Toutefois, après des échecs de replantation dus aux incendies naturels, « les Vietnamiens ont fait des progrès notoires dans la réparation des dommages causés à l’environnement », témoigne Pierre Vermeulin, chimiste au CNRS et membre du Comité pour la coopération scientifique et technique avec le Vietnam. Des milliers d’hectares ont pu être reconstitués en utilisant d’abord des arbres à croissance rapide, des légumineuses comme l’acacia qui, au bout de trois ans, sont suffisamment hauts pour pouvoir abriter d’autres essences sous leur couvert. De même la forêt semi-inondée de Melaleuca dans le delta du Mékong a-t-elle recouvré 70 000 ha de palétuviers, apportant à la fois du bois pour la population et un gîte pour les crevettes, qui sont l’une des ressources alimentaires des habitants.

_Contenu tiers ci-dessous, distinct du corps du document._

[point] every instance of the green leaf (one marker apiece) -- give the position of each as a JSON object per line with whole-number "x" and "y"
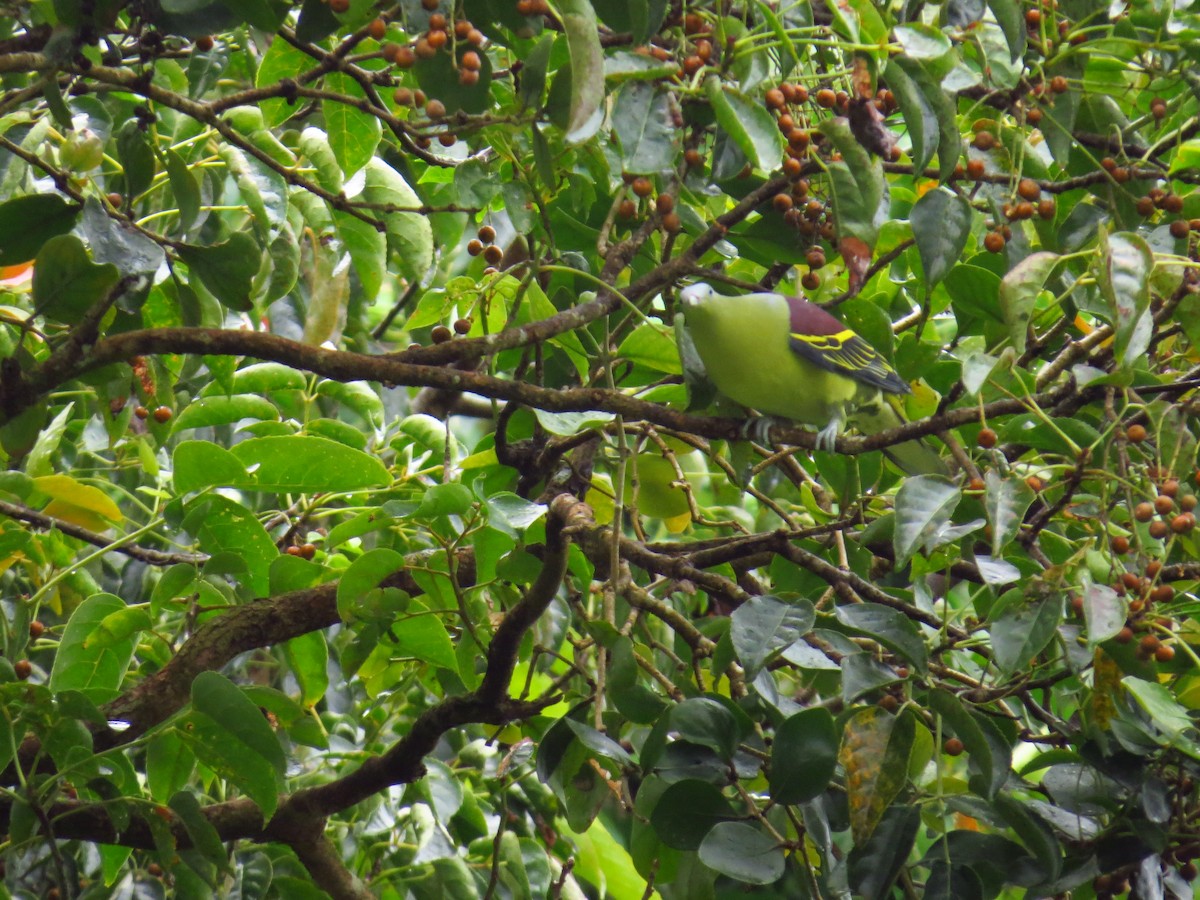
{"x": 1168, "y": 715}
{"x": 409, "y": 234}
{"x": 687, "y": 811}
{"x": 227, "y": 269}
{"x": 599, "y": 743}
{"x": 533, "y": 73}
{"x": 136, "y": 156}
{"x": 707, "y": 723}
{"x": 94, "y": 671}
{"x": 857, "y": 184}
{"x": 803, "y": 756}
{"x": 1021, "y": 634}
{"x": 118, "y": 628}
{"x": 743, "y": 852}
{"x": 586, "y": 69}
{"x": 889, "y": 627}
{"x": 747, "y": 123}
{"x": 307, "y": 657}
{"x": 874, "y": 865}
{"x": 1009, "y": 16}
{"x": 207, "y": 412}
{"x": 1006, "y": 499}
{"x": 989, "y": 769}
{"x": 1125, "y": 263}
{"x": 216, "y": 696}
{"x": 169, "y": 763}
{"x": 369, "y": 251}
{"x": 1019, "y": 292}
{"x": 353, "y": 135}
{"x": 919, "y": 118}
{"x": 306, "y": 463}
{"x": 221, "y": 750}
{"x": 875, "y": 755}
{"x": 363, "y": 576}
{"x": 315, "y": 145}
{"x": 922, "y": 41}
{"x": 197, "y": 465}
{"x": 641, "y": 119}
{"x": 924, "y": 505}
{"x": 766, "y": 625}
{"x": 281, "y": 60}
{"x": 262, "y": 189}
{"x": 27, "y": 223}
{"x": 204, "y": 837}
{"x": 941, "y": 223}
{"x": 423, "y": 636}
{"x": 66, "y": 282}
{"x": 222, "y": 525}
{"x": 186, "y": 189}
{"x": 1104, "y": 611}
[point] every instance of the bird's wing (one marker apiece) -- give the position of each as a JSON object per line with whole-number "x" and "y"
{"x": 823, "y": 341}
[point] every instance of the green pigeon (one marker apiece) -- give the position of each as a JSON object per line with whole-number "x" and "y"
{"x": 787, "y": 358}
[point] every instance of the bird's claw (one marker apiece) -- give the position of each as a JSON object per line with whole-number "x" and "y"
{"x": 827, "y": 438}
{"x": 757, "y": 429}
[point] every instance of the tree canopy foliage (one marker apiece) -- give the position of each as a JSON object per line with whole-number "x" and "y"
{"x": 367, "y": 531}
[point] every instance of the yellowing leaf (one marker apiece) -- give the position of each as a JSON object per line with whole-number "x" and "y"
{"x": 76, "y": 502}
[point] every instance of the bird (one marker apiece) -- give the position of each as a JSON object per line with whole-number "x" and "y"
{"x": 787, "y": 358}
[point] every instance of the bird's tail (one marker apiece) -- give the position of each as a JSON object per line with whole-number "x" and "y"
{"x": 913, "y": 457}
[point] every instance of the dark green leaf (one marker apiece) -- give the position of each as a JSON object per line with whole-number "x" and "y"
{"x": 687, "y": 813}
{"x": 66, "y": 282}
{"x": 803, "y": 756}
{"x": 27, "y": 223}
{"x": 94, "y": 671}
{"x": 765, "y": 625}
{"x": 941, "y": 223}
{"x": 227, "y": 269}
{"x": 743, "y": 852}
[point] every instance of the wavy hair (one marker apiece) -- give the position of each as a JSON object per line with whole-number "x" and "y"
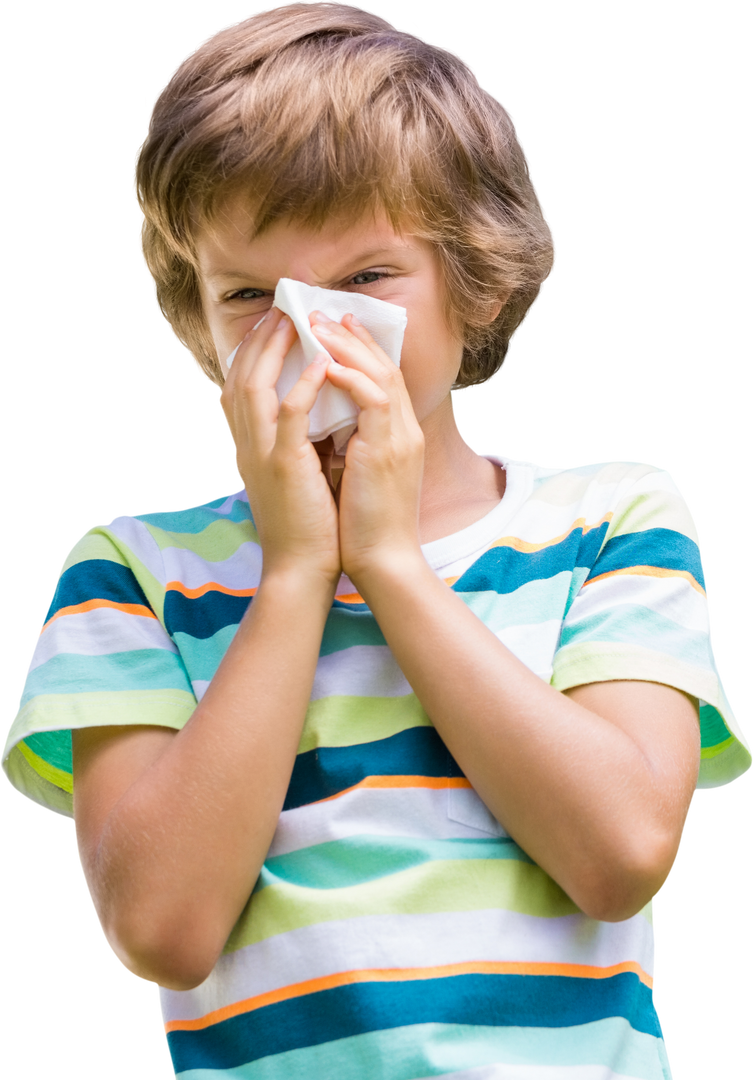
{"x": 307, "y": 106}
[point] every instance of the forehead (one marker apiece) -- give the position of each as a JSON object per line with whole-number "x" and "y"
{"x": 232, "y": 234}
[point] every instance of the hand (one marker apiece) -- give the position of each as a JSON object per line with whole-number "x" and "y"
{"x": 379, "y": 494}
{"x": 291, "y": 501}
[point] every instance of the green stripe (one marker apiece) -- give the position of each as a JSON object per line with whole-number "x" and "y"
{"x": 349, "y": 720}
{"x": 443, "y": 886}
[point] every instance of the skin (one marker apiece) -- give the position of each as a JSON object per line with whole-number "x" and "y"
{"x": 457, "y": 485}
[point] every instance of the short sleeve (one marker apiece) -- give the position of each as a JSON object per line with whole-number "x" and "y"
{"x": 102, "y": 656}
{"x": 640, "y": 609}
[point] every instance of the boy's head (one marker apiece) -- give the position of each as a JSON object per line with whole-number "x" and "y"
{"x": 312, "y": 109}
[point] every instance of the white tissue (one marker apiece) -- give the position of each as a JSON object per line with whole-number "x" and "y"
{"x": 334, "y": 413}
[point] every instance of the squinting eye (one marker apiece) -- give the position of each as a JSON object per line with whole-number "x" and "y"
{"x": 239, "y": 294}
{"x": 368, "y": 273}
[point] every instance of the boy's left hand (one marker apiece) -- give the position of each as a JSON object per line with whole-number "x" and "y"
{"x": 378, "y": 496}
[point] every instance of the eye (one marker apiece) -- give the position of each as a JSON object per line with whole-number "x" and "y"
{"x": 240, "y": 294}
{"x": 368, "y": 273}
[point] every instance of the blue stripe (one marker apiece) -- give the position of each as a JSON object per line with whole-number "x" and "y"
{"x": 327, "y": 770}
{"x": 94, "y": 579}
{"x": 530, "y": 1001}
{"x": 661, "y": 548}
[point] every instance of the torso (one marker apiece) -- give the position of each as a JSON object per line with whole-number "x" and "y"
{"x": 457, "y": 515}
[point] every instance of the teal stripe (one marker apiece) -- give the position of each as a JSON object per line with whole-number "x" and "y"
{"x": 636, "y": 624}
{"x": 202, "y": 656}
{"x": 489, "y": 1000}
{"x": 338, "y": 864}
{"x": 195, "y": 520}
{"x": 135, "y": 670}
{"x": 433, "y": 1050}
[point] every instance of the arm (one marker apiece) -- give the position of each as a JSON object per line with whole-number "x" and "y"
{"x": 171, "y": 854}
{"x": 594, "y": 784}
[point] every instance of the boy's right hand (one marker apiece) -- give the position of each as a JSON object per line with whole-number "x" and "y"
{"x": 291, "y": 500}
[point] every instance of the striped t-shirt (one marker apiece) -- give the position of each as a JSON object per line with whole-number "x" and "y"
{"x": 397, "y": 931}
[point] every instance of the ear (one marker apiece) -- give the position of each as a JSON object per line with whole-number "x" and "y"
{"x": 496, "y": 308}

Des procédés écologiques de dépollution des sols

Mais c’est de la plaine des Joncs que les Vietnamiens sont le plus fiers. Là, sur une zone humide de 9 000 ha, près de 1 000 grues se sont réinstallées. Or, «les oiseaux ne nichent qu’en de bonnes terres», dit un dicton vietnamien. En outre, les scientifiques tentent de mettre au point des procédés «écologiques» de dépollution des sols. Ainsi, Dang Thi Cam Ha, à Hanoï, a-t-elle réussi à mettre au point des bactéries et des champignons microscopiques capables de dégrader les dioxines. En laboratoire, cela marche à 90 % en une semaine, mais dans la nature, sur un «point chaud» – ancienne base militaire où étaient transvasés les bidons d’agent orange ou endroit où s’est écrasé un avion épandeur –, seuls 30 % des dioxines ont pu être détruits au bout de trois mois.

En attendant, petit à petit, les Vietnamiens dépolluent au moyen de méthodes traditionnelles, lourdes et coûteuses. Le plus urgent est de décontaminer les fameux «points chauds», soit par incinération à haute température dans des fours transportables, soit en raclant les sols et en les stockant temporairement. Malgré ce travail de fourmi, «seulement un peu plus de 1 % de la forêt vietnamienne a été restauré», poursuit Pierre Vermeulin.

En attendant, les spécialistes prescrivent une demi-douzaine de recommandations. Il est ainsi conseillé de ne pas manger de poissons, de laver les légumes, d’enlever la graisse contenue dans les poissons et les canards. Autour des anciennes bases militaires, il est urgent de fermer les bassins d’aquaculture . Enfin, dans les sites où la contamination perdure fortement, il est recommandé, malgré la difficulté de la décision, de déplacer les populations.